Step 2: Create .env file with enviroment variables
DB_USER=""
DB_PASSWORD=""
DB_HOST= ""
DB_NAME= ""
PROJECT_ID_GCP= ""
DATASET_BQ= ""
OPENAI_API_KEY=""
Store this file in the root directory of the app
Step 2.1: Create credentials folder and save GCP keys
Step 2.1.1: Open Google Cloud Console
- Navigate to Google Cloud Console .
Step 2.1.2: Select Project
- Choose the project for which you want to create the service account.
Step 2.1.3: Go to IAM & Admin
- In the left sidebar, click on "IAM & Admin" and then select "Service accounts."
Step 2.1.4: Create Service Account
- Click on "Create Service Account."
- Fill in the required details like name, description, and click "Create."
Step 2.1.5: Assign Roles
- Assign necessary roles to the service account and click "Continue."
Step 2.1.6: Add Users (Optional)
- Add users who can access this service account, if needed.
- Click "Done."
Step 2.1.7: Generate Key
- In the Service accounts list, find the newly created service account.
- Click on the three-dot menu (actions) and select "Manage keys."

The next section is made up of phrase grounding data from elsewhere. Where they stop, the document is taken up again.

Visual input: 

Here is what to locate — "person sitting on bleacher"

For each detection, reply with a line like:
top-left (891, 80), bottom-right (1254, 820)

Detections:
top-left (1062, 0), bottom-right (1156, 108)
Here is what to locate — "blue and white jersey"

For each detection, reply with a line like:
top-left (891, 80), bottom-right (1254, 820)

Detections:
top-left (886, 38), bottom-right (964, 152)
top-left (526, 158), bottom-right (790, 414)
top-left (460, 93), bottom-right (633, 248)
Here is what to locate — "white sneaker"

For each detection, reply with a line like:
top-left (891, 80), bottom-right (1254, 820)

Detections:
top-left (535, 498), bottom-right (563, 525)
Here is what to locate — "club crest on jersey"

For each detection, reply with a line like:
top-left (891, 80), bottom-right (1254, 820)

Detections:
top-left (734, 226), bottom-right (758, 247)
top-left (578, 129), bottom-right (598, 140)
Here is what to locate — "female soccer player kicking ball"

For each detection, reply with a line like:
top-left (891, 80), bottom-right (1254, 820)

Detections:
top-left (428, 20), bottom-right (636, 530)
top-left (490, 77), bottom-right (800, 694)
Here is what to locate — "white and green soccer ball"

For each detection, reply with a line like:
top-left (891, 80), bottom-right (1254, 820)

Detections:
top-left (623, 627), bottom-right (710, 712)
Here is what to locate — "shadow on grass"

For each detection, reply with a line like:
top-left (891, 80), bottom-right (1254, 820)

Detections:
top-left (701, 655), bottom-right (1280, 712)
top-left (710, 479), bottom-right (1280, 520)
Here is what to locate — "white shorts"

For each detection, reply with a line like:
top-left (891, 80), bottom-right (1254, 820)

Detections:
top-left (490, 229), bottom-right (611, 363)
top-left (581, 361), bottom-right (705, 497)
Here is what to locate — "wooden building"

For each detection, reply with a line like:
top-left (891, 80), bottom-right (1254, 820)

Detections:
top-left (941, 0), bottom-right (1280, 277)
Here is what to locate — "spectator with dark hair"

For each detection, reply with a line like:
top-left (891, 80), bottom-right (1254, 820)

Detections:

- Click on "Add Key" and choose "JSON."
Step 2.1.8: Download Key
Download the JSON key and store it in the credentials/ folder
Step 3: Create running env and install requirements
Step 3.1: Install Miniconda/Conda
- Download Miniconda installer
wget https://repo.anaconda.com/archive/Anaconda3-2021.05-Linux-x86_64.sh
Install it in your home user
Step 3.2: Create Environment
- Create a new environment with Python 3.11:
conda create --name ds_llm_analytics python=3.11
Step 3.3: Create Environment
pip install -r requirements.txt
By default, the installed dependencies will only run with BigQuery databases. If you wish to interact with MySQL DB, create a conda env using this yml file: ds_llm_sql_92023.yml
conda env create --file docs/ds_llm_sql_92023.yml
Step 4: Run the Streamlit Application
streamlit run app.py
This will launch the Streamlit app in your default web browser. Follow the on-screen instructions to interact with BigQuery or MySQL databases.---
Feel free to fork this repository to better suit the actual content and functionality of your use case.